Background: People with end-stage kidney disease have an unusually high risk of upper gastrointestinal bleeding (UGIB), but no one knows why. Researchers have looked into the causes and frequency of these lesions using upper GI endoscopy.
Objective: To investigate how often different UGI symptoms and abnormalities detected by endoscopy are in individuals with chronic kidney disease (CKD).
Patients and methods: This cross-sectional study was conducted on a total 116 CKD patients with GIT symptoms. The Clinical Pathology Department and laboratories of Zagazig University Hospitals followed a specific protocol for the laboratory investigations, which comprised a full blood count, liver and kidney functions, PT, PTT, and INR. Following an overnight fast, a fiberoptic endoscopic examination of the upper gastrointestinal tract was carried out.

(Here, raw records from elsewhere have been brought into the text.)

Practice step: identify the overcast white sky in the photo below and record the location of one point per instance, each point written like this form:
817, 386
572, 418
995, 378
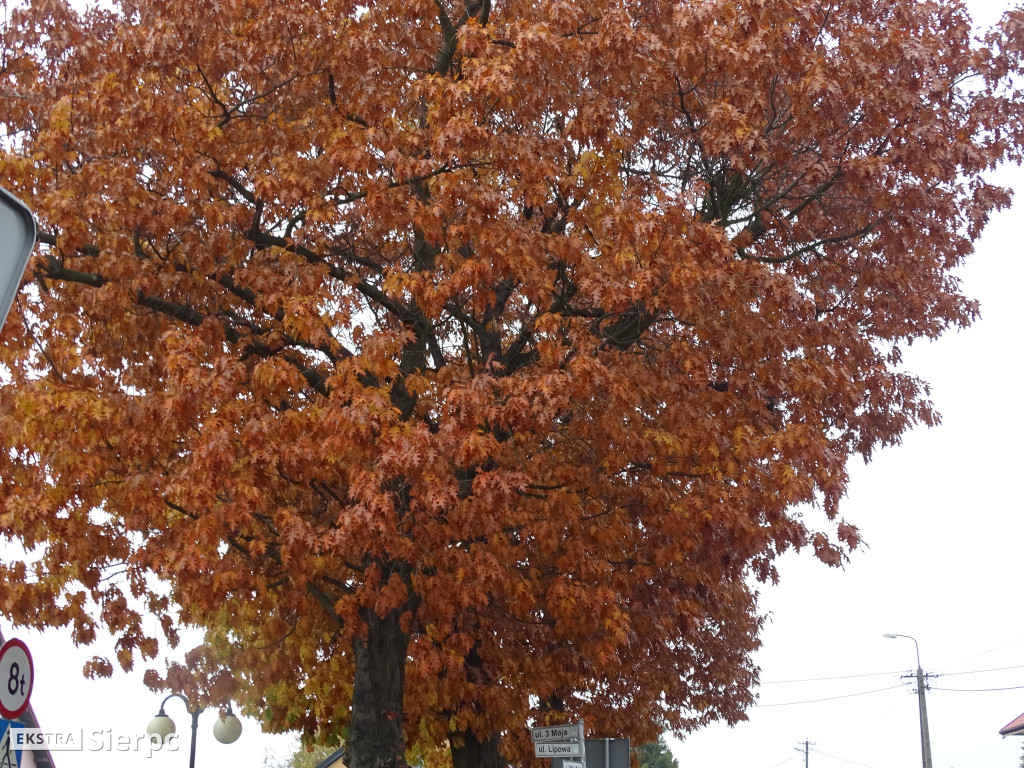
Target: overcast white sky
941, 516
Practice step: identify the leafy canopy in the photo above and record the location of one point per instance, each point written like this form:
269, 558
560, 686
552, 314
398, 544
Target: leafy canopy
505, 339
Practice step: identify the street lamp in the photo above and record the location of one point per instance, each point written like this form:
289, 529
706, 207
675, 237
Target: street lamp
926, 742
226, 729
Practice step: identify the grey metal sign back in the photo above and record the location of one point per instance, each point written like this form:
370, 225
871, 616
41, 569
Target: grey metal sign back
17, 236
602, 753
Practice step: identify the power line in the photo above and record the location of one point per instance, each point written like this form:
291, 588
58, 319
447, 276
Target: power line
843, 760
829, 698
881, 674
981, 672
978, 690
836, 677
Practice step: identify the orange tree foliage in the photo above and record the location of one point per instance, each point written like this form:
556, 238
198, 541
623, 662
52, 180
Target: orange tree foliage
455, 364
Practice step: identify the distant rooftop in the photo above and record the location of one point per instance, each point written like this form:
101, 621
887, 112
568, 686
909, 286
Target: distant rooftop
1015, 728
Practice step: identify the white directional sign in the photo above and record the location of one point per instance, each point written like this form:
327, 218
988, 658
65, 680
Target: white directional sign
570, 732
17, 236
558, 749
15, 678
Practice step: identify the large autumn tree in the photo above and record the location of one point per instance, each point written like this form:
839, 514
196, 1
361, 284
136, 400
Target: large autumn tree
455, 364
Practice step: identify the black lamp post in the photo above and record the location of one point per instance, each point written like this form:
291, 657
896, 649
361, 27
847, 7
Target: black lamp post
225, 730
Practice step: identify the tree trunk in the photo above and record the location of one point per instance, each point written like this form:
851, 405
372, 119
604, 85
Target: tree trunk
376, 738
476, 754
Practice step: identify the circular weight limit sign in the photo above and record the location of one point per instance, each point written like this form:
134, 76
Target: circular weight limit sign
16, 675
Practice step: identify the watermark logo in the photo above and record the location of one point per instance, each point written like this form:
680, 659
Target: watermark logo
102, 740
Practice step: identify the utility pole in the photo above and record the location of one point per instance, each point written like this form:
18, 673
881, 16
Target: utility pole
926, 741
807, 751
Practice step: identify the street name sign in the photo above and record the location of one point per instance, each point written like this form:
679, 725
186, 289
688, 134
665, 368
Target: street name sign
558, 749
570, 732
17, 236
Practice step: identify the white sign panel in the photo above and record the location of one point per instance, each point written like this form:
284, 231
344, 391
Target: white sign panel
570, 732
17, 236
558, 749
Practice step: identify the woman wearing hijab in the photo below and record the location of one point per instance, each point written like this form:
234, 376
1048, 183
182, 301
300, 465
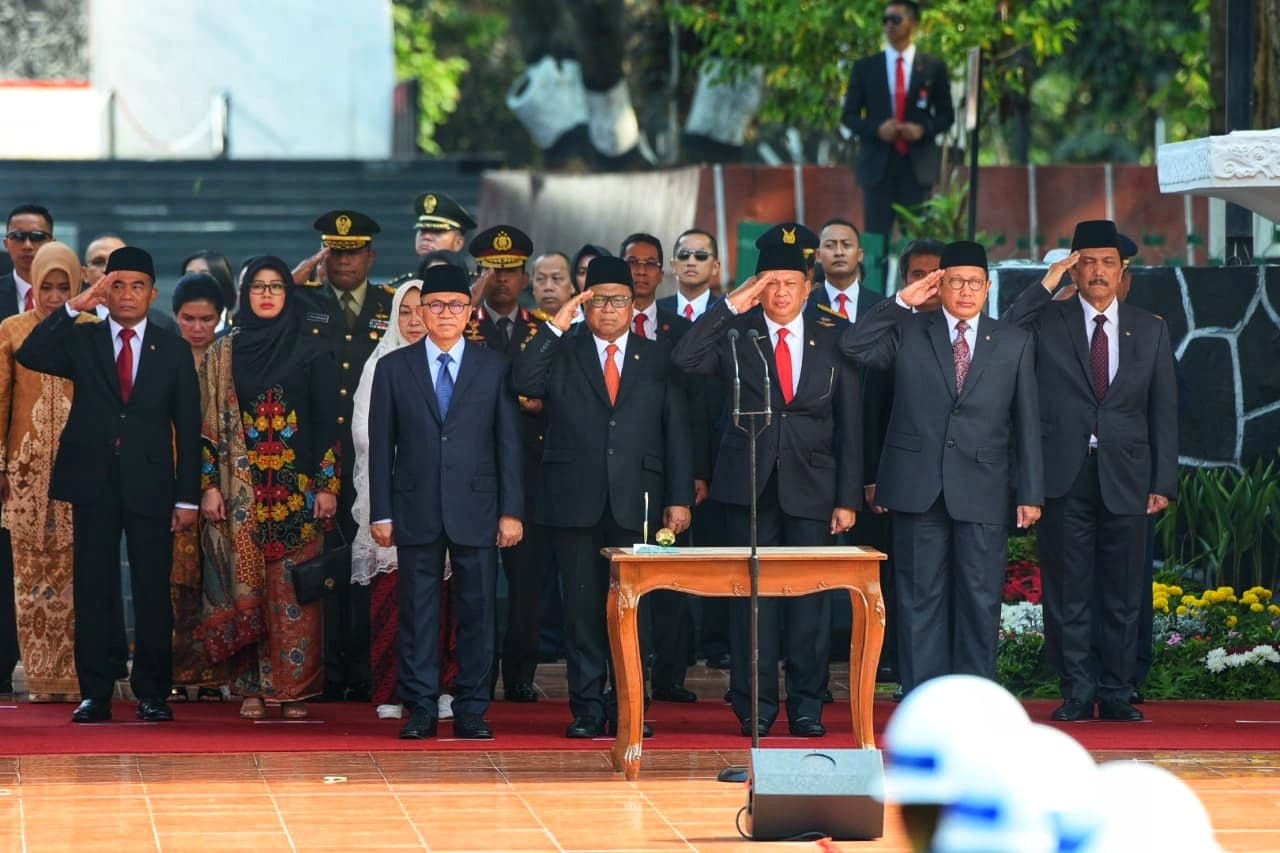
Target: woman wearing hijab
270, 482
371, 564
197, 305
33, 409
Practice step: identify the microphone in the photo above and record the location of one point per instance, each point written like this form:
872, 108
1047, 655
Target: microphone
764, 363
737, 379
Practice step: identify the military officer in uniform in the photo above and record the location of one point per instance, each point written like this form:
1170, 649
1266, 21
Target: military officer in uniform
501, 323
353, 314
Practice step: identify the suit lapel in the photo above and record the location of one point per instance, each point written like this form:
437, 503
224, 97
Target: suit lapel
938, 337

Results: We found that 65.5% of the patients were G5, 23.3% were G4, and 11.2% were G3. 43.1% of the patients presented with anorexia, 36.2% presented with nausea, 38.8% presented with vomiting, 23.3% presented with heart burn, 20.7% presented with epigastric pain, 7.8% presented with hiccup, and 14.7% presented with GI bleeding. 39.7% of the patients showed esophagitis, 51.7% showed gastritis, 14.7% showed duodenitis, 20.7% showed gastric ulcer, 3.7% showed duodenal ulcer, and 7.8% showed hiatus hernia. There were 15 patients who showed positive H. pylori by biopsy. significant differences were found between the groups regarding anorexia, vomiting, esophagitis and gastritis (p=0.001, 0.003, 0.044, 0.004 respectively).
Conclusion: Endoscopy on patients with end-stage renal disease (ESRD) can help in early detection of commonly occurring GI lesions and proper management for prevention of serious complications.